Support mechanisms for national implementation (legislation, funding, capacity-building, coordination, mainstreaming, etc.)

While there are many conflicting laws and large gaps in legislation related to biodiversity, gradual improvements are occurring. Recently, on 3 May 2013, a decree was adopted which determines the rate of payment for the illegal destruction of rare and endemic species. In addition, the country is currently working on the creation of legislation on access to genetic resources. Kyrgyzstan is a Party to the Nagoya Protocol on ABS.

Although the rate of mobilization of financial resources is gradually increasing, these resources remain insufficient. Moreover, existing resources are not always used effectively.

The Agenda of the Kyrgyz Republic for the XXI Century was developed by experts from the State Agency on Environment Protection and Forestry (SAEPF), with support provided by UNEP and UNDP. The agenda focuses on transitioning to the concept of sustainable development, a main feature of which is the attainment of environmental sustainability and the rational use of natural resources through the economic use of non-renewable resources and the sustainable use of renewable resources.
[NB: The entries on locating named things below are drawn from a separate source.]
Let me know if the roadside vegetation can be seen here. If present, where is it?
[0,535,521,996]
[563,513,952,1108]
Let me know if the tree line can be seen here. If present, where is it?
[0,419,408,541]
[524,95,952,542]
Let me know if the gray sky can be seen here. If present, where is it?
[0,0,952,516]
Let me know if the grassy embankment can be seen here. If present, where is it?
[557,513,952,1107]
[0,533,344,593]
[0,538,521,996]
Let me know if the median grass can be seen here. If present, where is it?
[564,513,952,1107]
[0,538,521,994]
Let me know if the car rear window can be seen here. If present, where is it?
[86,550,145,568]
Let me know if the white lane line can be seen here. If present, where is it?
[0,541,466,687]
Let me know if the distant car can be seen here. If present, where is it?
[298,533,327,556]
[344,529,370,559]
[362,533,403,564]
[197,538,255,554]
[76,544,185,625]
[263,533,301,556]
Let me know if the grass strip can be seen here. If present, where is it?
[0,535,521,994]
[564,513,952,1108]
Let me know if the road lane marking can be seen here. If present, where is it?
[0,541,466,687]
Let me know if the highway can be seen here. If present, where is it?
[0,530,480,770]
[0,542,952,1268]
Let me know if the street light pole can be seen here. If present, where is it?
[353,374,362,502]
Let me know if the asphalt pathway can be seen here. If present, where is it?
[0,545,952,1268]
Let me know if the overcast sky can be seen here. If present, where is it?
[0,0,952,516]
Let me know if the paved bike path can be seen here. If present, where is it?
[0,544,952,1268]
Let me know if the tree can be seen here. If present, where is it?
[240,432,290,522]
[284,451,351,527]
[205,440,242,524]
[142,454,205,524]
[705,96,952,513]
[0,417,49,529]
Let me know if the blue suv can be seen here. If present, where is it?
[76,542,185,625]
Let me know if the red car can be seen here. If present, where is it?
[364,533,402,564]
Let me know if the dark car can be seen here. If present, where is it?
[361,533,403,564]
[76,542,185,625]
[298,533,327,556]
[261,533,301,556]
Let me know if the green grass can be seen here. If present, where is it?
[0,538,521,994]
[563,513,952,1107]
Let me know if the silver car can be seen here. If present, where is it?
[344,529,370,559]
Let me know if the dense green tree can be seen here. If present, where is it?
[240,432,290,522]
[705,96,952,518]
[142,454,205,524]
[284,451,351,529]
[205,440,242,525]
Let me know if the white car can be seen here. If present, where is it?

Article 13 of the National Poverty Reduction Strategy (2003-2005) addresses environmental management and the sustainable use of natural resources. The Country Development Strategy (2009-2011) aims to improve the quality of life for the population through increased economic growth and improved environmental quality, and underscores the importance of sectoral and cross-sectoral partnerships.

Kyrgyzstan is a signatory to the Central Asian Framework Convention on Environmental Protection for Sustainable Development established in 2006. It is also a participant in the Central Asian Countries Initiative for Land Management (CACILM) which aims to combat land degradation and sustainably manage the natural resources of the country, including conserving biodiversity.

Mechanisms for monitoring and reviewing implementation

A mechanism for monitoring and reviewing implementation of the NBSAP does not exist at the moment. However, this issue is being addressed under the third strategic target of the new NBSAP on improving the protection and monitoring of ecosystems and species diversity.